The New York Genome Center has now joined this movement. It’s enlisting Watson, a computer developed by IBM that first came to fame in 2011 when it defeated human contestants on the game show “Jeopardy.”
Since its television victory, Watson has turned its attention to medicine. Its reading list include the study abstracts stored in Medline, a federal government index. “I believe at this point it’s up to 23 million or so now,” said Ajay K. Royyuru of IBM’s Thomas J. Watson Research Center in Yorktown Heights, N.Y. “We’re taking all of it.”
For a pilot study, Dr. Darnell and his colleagues will use Watson to help them come up with personalized treatments for a type of brain cancer known as glioblastoma. They chose the disease because forms of it are so devastating.
For the worst types, Dr, Darnell said, “It’s as close to a death sentence as you can get,” with patients typically surviving a year after diagnosis. In those cases, surgery, radiation and chemotherapy sometimes help, but they’re hardly a panacea. “It works for about a third of the patients, and it gives them about two extra months,” said Dr. Bloom.

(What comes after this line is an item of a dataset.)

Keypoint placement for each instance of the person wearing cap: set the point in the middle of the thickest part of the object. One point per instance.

In the new study, the scientists will initially recruit 20 patients. They will sequence genomes from tumor biopsies and feed that data (along with the sequences of healthy cells from the patients) to Watson.
Watson will identify the mutations in the tumor and draw on its medical knowledge to develop a hypothesis for how they cause cancer. It will then put together a list of drugs that could potentially treat the cancer.
“All of this is being done in seconds to minutes,” said Dr. Royyuru.
Those drugs may directly target the mutant proteins in cancer cells, or they may target other proteins they work with. Some of the drugs may have been studied for other types of cancer before, but not for glioblastomas. Some of the drugs may have never been tried out on any cancer before.
A group of experts including neurologists and pharmacologists will look over Watson’s suggestions and make the final decision about whether to give any of the drugs to a patient. Rather than patients being given a single drug, as happens in conventional treatment, Dr. Darnell hopes that in the new study, they will get as many as five drugs at once.
Because glioblastoma is such a deadly disease, Dr. Darnell also hopes he won’t have to wait long to see if Watson helps prolong people’s lives. And Dr. Royyuru will feed the results of the trials back to Watson, so that it can generate new hypotheses about glioblastoma and improve its suggestions.
Other scientists want to see those results before passing judgment on the new project. But they generally agree that powerful computers of some kind will be essential for making sense of cancer genomes.
“This is the course of how things will move forward,” said Kelly A. Frazer of the University of California, San Diego.
Still, Heidi L. Rehm, a molecular geneticist at Brigham and Women’s Hospital, said that computers alone would not deliver personalized cancer treatment. “It’s necessary — but it’s not sufficient,” she said. “It’s only as good as the data going in.”
Watson, for example, is reading only abstracts of papers for now, rather than the entire papers. And the quality of the information in those papers varies tremendously.
Dr. Rehm believes that medical research has to move beyond the tradition of scientific papers. Scientists need to organize their data so that it can go into easily searched databases, such as the Clinical Genome Resource, which she is helping to develop.
No matter how good computers get at understanding medicine, though, cancer researchers don’t think machines will have the last word on how to treat patients. “At some point a doctor has to look at the data and see if makes sense,” said Sameek Roychowdhury of Ohio State University. “That part is never scalable.”